Een coalitie van natuurbeschermingsorganisaties – waaronder de Zoological Society of London, Birdlife International en Rewilding Europe – publiceert regelmatig rapporten over hoe de dierenpopulaties in Europa veranderen. In hun laatste rapport hebben zij gekeken naar de veranderingen in de populaties van 24 zoogdiersoorten.
De Euraziatische dassenpopulaties zijn gemiddeld met 100% toegenomen – een verdubbeling. Euraziatische otters zijn gemiddeld verdrievoudigd. Voor edelherten was dit een toename van 331%.
De Euraziatische bever heeft zich het opmerkelijkst hersteld. Deze soort is naar schatting gemiddeld 167 keer zo groot geworden. In de eerste helft van de 20e eeuw waren er waarschijnlijk nog maar een paar duizend bevers in Europa. Nu zijn er meer dan 1,2 miljoen.
De Europese bizon heeft een soortgelijke comeback gemaakt.
[Lees verder onder afbeelding]

In het comeback-rapport over zoogdieren uit 2013 werd melding gemaakt van een krimpende populatie van één soort, de Iberische lynx. Maar er is goed nieuws: na tientallen jaren van achteruitgang is er sprake van een opmerkelijk herstel. Zozeer zelfs dat de IUCN hem in 2015 op de Rode Lijst van kritisch bedreigd naar bedreigd heeft verplaatst. De gemiddelde populatiegrootte is nu groter dan in 1987.
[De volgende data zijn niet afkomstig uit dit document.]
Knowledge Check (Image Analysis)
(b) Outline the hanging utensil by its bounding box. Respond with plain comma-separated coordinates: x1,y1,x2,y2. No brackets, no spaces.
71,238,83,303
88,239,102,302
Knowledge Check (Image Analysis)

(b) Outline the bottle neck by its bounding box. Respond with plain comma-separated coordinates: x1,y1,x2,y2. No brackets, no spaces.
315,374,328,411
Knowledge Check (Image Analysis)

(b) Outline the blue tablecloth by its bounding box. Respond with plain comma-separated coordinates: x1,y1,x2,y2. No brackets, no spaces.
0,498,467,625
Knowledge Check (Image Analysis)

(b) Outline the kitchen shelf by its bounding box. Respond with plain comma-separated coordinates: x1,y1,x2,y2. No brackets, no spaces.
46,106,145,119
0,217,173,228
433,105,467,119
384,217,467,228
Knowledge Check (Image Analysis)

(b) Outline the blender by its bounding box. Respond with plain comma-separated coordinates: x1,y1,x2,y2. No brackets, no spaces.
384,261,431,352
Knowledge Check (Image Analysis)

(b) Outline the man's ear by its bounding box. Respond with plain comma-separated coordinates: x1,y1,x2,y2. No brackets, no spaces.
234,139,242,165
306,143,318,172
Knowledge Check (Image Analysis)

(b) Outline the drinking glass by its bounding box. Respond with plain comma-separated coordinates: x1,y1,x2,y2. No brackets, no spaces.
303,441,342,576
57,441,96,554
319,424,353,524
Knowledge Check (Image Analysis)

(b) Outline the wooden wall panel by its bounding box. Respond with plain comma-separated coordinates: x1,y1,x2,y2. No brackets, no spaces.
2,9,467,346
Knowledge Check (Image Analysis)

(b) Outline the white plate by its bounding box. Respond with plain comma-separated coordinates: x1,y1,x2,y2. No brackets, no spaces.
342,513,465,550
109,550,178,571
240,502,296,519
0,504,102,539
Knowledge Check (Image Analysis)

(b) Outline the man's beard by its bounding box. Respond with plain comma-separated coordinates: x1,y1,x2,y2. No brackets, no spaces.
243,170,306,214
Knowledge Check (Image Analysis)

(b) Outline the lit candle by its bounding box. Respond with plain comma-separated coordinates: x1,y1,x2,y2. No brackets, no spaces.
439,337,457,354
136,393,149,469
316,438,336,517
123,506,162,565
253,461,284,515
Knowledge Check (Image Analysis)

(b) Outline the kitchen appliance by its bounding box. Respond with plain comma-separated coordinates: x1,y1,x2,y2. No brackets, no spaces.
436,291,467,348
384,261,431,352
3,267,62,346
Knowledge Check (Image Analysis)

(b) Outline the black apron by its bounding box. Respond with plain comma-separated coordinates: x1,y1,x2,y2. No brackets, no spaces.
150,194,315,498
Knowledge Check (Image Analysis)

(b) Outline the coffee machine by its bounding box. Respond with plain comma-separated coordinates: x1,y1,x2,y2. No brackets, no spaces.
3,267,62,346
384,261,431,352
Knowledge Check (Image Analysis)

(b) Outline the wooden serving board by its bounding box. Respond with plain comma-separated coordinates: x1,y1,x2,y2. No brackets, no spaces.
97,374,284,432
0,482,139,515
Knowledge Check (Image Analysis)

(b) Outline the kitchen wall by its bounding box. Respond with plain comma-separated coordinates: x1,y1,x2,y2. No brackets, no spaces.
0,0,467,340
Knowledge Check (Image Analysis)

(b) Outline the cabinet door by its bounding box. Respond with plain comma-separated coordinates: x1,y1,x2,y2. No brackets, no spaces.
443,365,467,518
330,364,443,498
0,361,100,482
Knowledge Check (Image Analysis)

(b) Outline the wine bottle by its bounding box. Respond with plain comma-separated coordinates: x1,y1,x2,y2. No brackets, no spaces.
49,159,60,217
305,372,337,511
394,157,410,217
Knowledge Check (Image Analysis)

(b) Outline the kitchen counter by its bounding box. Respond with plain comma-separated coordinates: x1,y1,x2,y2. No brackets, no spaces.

Er zijn meer dan 250 Europese zoogdiersoorten, dus de hier besproken soorten vertegenwoordigen slechts 10% van de zoogdieren van het continent. Het feit dat het met deze soorten goed gaat, betekent niet dat het met alle soorten goed gaat. Toch geven ze ons veelbelovende voorbeelden van hoe dierenpopulaties zich kunnen herstellen na een lange achteruitgang.